Pendapatan pada tahun-tahun mendatang
diharapkan ada peningkatan. Baik dari Pendapatan Asli Daerah maupun Pendapatan
Transfer. Hal itu berkaitan dengan kian banyaknya PR pembangunan di Jawa Barat,
sedangkan fiscal gap menganga begitu besar.
Pendapatan Transfer diharapkan bertambah,
misalnya dari Dana Perimbangan dan Dana Bagi Hasil. Ini berkaitan, misalnya,
dengan PPH 21 dan PPH 25 Badan yang berasal dari berbagai kegiatan usaha yang
dilakukan di Jabar. Jabar juga harus terus mendorong kegiatan ekspor dilakukan
via Jabar, baik itu melalui BIJB Kertajati maupun Pelabuhan Patimban.
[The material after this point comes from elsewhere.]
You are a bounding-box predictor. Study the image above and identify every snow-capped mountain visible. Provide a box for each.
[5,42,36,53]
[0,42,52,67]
Pendapatan dari Badan Usaha Milik Daerah
(BUMD) juga semestinya terus ditingkatkan. Selain beberapa BUMD yang sudah
memberikan dividen yang cukup baik, sebenarnya beberapa BUMD lainnya juga
memiliki prospek yang baik untuk melakukan hal yang sama. BUMD tersebut harus
menata kembali pengelolaannya karena mayoritas masih sangat besar biaya
operasionalnya.
Di bidang Belanja Daerah ada beberapa catatan
khusus. Perhatian utama tentu pada urusan wajib, yakni belanja fungsi
pendidikan, kesehatan, dan beberapa lainnya.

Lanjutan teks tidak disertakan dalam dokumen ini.